UART 1 is side connector at 115200 baud -- KDU seems to use this and maybe other things
UART 2 is radio module configuration at 9600 baud, uses AT commands
AT Commands to setup the radio -- copied direct from source:
- "AT+DMOSETGROUP=1,436.025,436.025,000,1,001,1\r\n"
- "AT+DMOSETMIC=1,0,0\r\n"
- "AT+DMOREADRSSI\r\n"
- "AT+DMOSETVOLUME=5\r\n"
-
AT Command success responses:
- "+DMOCONNECT:0" - succcesful connection
- "+DMOSETGROUP:0" - successful "write"
- "+DMOSETMIC:0" -- maybe mic sensitivity?
- "+DMOAUTOPOWCONTR:0" -- automatic power control
- "+ DMOSETVOLUME:0" -- probably a typo with the space after the plus sign but successful volume set
microcontroller Pins (Arduino pin numbers):
36 - LCD CS
37 - LCD RST
38 - LCD RS
39 - LCD SDA
40 - LCD SCL
13 - M62364_LD_Pin
12 - M62364_CLK_Pin
11 - M62364_DATA_Pin
5 - VDO
6 - Mic in En
7 - Mic out en
1 - SPK in En
0 - SPK Out En
gpio numbers
gpio 10 - ADC
gpio 18 - DAC
gpio 35 - PWM
gpio 25 - wakeup (also Encoder Click)
gpio 6 - volume up
gpio 7 - volume down
gpio 4 - PTT
gpio 5 - squelch
gpio 20 - encoder left spin
gpio 19 - encoder right spin
gpio 33 - power enable
gpio 15 - A002 Squelch pin
gpio 16 - A002 PD Pin
gpio 14 - A002 PTT Pin
gpio 2 - Key Row 1
gpio 3 - Key Row 2
gpio 0 - Key Row 3
gpio 1 - Key Row 4
gpio 41 - Key Col 1
gpio 42 - Key Col 2
gpio 45 - Key Col 4
UART1 TX = GPIO10, pin 29 , IO10
UART1 RX = GPIO9, pin 28 , IO9
UART2 TX = GPIO17, Pin 27 , IO17
UART2 RX = GPIO16, Pin 25 , IO16
UART0 TX = GPIO1, Pin 41 ,
UART0 RX = GPIO3, Pin 42 ,
USB D+ GPIO20, pin 20 (Note the same assignment as the encoder gpios)
USB D- GPIO19, Pin 19
At least right now, it doesn't look like the ESP32 has any way to sample the baseband. It also doesn't appear able to drive the speakers/headphones or sample the microphone directly. There is definitely some kind of way that it can send tones through the transmission, but that's not characterized yet.

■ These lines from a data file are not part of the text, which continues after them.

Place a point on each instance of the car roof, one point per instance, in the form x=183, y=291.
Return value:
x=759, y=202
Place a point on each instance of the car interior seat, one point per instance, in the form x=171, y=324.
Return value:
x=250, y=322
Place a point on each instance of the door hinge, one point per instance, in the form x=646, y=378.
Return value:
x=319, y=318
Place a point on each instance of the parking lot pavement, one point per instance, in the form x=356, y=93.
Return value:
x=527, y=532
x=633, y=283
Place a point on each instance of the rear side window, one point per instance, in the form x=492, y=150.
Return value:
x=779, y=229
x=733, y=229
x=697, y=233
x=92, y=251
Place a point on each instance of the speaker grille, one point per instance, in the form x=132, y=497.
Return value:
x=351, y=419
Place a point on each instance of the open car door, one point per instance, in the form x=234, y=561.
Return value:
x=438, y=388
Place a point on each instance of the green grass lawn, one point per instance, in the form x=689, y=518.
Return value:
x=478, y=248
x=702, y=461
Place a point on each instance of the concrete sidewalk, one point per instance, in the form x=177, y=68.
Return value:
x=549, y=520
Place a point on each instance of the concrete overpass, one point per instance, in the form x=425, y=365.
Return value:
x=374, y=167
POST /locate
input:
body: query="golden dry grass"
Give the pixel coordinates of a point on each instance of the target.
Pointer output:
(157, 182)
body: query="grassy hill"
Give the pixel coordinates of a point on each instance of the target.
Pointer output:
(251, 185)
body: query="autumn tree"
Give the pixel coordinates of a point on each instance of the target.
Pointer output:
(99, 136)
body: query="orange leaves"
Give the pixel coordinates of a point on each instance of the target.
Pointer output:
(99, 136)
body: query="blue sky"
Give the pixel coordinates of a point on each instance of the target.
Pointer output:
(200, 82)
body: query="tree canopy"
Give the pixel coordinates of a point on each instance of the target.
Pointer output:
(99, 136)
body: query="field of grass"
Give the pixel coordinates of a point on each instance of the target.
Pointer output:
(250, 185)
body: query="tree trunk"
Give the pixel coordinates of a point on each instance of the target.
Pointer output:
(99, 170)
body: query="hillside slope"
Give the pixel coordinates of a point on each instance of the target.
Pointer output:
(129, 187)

In short, it's probably stuck as what it is for now. Maybe there can be some improvements to allow it to do other things with a hardware revision.
Radios - it's easy to forget this has two radios. You can do short-range very-high-bandwidth encrypted communications very easily using the ESP32 itself.
The radio module uses serial, and could be trivially replaced with an MMDVM module and then you can have a multi-protocol data radio, or P25 and M17 with relatively little effort. Getting more power out than a hotspot will require new hardware, but a PoC with a hotspot modem could be done on the hardware side in a night.
Similarly the RF board could be replaced with basically any RF board you like and you can finally have a some low-VHF or other non 2m/70cm boards.
None of this matters much if there's no ability to read the microphone and drive the speaker from the ESP32.
For that matter you can put a 2.4GHz antenna on the antenna port and find a way to extend the main coax down to the ESP32 and disable the RF board entirely, or put a 2.4ghz amplifier in place.
- https://github.com/Jeija/esp32free80211
- https://docs.espressif.com/projects/esp-idf/en/latest/esp32/api-guides/esp-wifi-mesh.html
- https://github.com/espressif/esp-idf/blob/master/docs/en/api-guides/wifi.rst#wi-fi-80211-packet-send
If the baseband is unfiltered and the ESP32 samples it directly, we might be able to bring M17 to the radio natively without hardware changes. I wouldn't get my hopes up, but this is on the list of things to test.
If I understand correctly, the ESP32S2 has native USB. It might be possible to provide sane CPS programming (drag and drop files, ...), ethernet over USB for packet, etc. Unfortunately, it seems the encoder is connected to the USB pins, so this won't be happening on this hardware.
Similarly it has wifi. Connecting with ATAK should be a cinch once it can do data.
GPS could be provided over wifi or serial on the side port. Maybe provided from a connected mobile phone. Once we map all the pins we may find enough to shoehorn a GPS in. APRS transmission seems possible since the ESP32 is generating beeps that get transmitted, but APRS RX has yet to be proven.